A lengthy obituary in the National Catholic Reporter says:

"Berrigan received criticism from the political left for his pro-life views. He was a longtime endorser of the 'consistent life ethic,' and he served on the advisory board of Consistent Life, an organization that describes itself as 'committed to the protection of life, which is threatened in today's world by war, abortion, poverty, racism, capital punishment and euthanasia.'
"I have always made it clear," Berrigan said in the America interview, "that I am against everything from war to abortion to euthanasia."

In their obituary on May 1, Crux magazine noted: “Despite his image as a radical lefist, Berrigan was also an outspoken opponent of abortion. During a 1984 talk at a Catholic parish in the Archdiocese of Milwaukee, Berrigan denounced what he called a ‘theory of allowable murder’ in contemporary society.
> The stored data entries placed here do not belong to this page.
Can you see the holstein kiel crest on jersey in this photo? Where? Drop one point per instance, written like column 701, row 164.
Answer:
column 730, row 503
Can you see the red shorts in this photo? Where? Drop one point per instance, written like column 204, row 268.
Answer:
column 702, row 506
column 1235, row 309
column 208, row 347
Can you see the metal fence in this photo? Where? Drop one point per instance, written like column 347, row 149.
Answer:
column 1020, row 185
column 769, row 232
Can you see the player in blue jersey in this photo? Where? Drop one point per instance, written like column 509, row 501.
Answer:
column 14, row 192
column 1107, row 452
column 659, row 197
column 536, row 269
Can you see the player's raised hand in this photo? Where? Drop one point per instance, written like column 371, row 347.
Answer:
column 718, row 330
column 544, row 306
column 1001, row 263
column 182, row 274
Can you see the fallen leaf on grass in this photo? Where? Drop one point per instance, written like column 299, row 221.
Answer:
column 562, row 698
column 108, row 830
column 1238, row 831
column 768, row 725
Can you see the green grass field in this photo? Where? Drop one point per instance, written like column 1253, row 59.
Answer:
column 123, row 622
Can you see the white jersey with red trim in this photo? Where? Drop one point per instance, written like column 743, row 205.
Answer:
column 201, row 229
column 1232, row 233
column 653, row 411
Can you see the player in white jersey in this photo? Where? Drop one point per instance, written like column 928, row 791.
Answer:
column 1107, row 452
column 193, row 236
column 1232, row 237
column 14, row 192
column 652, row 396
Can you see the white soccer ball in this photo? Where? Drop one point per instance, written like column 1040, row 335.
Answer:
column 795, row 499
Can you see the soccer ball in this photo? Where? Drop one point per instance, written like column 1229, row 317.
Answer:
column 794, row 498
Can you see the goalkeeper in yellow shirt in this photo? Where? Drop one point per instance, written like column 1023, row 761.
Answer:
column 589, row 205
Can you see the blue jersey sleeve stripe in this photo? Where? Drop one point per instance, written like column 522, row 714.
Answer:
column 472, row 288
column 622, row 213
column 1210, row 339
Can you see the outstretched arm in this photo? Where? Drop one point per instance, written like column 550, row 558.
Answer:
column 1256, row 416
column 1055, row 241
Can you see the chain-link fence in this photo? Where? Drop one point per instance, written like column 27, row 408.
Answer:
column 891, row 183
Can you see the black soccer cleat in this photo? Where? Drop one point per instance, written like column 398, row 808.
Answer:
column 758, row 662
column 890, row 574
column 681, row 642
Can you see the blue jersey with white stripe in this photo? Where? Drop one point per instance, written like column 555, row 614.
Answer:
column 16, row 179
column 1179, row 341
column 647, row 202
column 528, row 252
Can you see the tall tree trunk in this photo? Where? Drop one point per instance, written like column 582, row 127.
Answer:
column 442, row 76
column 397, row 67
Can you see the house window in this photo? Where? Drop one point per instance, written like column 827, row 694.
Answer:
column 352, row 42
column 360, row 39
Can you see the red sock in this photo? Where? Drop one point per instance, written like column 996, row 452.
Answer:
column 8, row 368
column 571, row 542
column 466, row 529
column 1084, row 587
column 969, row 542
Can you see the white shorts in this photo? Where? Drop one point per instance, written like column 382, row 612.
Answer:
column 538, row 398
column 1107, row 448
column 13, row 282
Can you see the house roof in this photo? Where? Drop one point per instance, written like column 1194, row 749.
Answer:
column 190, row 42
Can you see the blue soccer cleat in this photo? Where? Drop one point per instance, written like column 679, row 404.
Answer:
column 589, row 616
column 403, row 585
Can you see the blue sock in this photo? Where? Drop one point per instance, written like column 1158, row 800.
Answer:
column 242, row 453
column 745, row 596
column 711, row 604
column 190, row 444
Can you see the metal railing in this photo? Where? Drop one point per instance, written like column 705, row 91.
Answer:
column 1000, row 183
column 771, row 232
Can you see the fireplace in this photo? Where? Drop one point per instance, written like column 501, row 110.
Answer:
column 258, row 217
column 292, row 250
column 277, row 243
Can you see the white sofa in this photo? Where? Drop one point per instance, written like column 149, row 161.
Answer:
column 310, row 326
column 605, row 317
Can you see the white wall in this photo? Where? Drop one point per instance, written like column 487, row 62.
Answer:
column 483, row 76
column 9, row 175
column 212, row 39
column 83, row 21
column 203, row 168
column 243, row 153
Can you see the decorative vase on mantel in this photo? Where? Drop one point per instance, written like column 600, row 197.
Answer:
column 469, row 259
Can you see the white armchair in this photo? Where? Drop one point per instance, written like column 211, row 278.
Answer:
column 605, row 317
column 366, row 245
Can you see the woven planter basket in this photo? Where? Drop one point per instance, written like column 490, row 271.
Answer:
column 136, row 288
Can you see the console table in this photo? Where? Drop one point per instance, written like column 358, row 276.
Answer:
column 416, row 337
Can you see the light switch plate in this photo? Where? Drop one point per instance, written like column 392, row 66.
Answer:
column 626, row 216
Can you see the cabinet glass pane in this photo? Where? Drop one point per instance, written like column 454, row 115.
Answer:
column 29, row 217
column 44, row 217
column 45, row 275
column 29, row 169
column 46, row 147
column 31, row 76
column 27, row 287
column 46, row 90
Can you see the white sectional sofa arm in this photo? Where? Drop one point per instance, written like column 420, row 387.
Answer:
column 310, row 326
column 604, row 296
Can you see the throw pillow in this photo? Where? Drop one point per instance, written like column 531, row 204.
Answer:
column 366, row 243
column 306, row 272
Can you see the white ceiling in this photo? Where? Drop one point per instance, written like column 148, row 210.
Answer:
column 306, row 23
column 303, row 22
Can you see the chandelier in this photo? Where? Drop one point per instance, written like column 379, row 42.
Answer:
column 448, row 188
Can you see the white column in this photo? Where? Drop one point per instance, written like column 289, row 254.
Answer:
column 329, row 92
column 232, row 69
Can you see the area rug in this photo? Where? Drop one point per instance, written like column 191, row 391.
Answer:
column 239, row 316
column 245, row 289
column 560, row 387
Christians should have no part in ‘abortion, war, paying taxes for war, or disposing of people on death row or warehousing the aged,’ Berrigan said on that occasion.” 

Crux followed up the next day in a May 2 Crux article on how he embodied the “cultural revolution” of Pope Francis says: “nowhere does Berrigan write his theology more clearly than in the area of the consistent ethic of life. Through his activism and writing, Berrigan was abundantly clear that this consistency meant opposing the 'culture of death' universally on a range of issues as diverse as war, the death penalty, euthanasia, poverty, and abortion. Why? Precisely because he didn’t consider those to be diverse issues at all. They all dealt with killing God’s creatures. That, Berrigan said in the bluntest way possible, is a sin.” 

Quotations from Daniel Berrigan  

Reflections (Amherst, Mass.), vol. 2, no. 4 (Fall 1979), 1-2.

I come to the abortion question by way of a long, long experience with the military and the mainline violence of the culture, expressed in war
. . . So I go from the Pentagon and being arrested there, to the cancer hospital, and then I think of abortion clinics, and I see an "interlocking directorate" of death that binds the whole culture. That is, an unspoken agreement that we will solve our problems by killing people in various ways; a declaration that certain people are expendable, outside the pale. . .  A decent society should no more have an abortion clinic than the Pentagon.” 

Signing an online petition in opposition to Amnesty International’s move to endorse abortion as a “right” in 2007: 

My moral conviction on abortion and the rights of the unborn are more serious than “a point of view" . . .  It's as close to my conscience as war and the death penalty.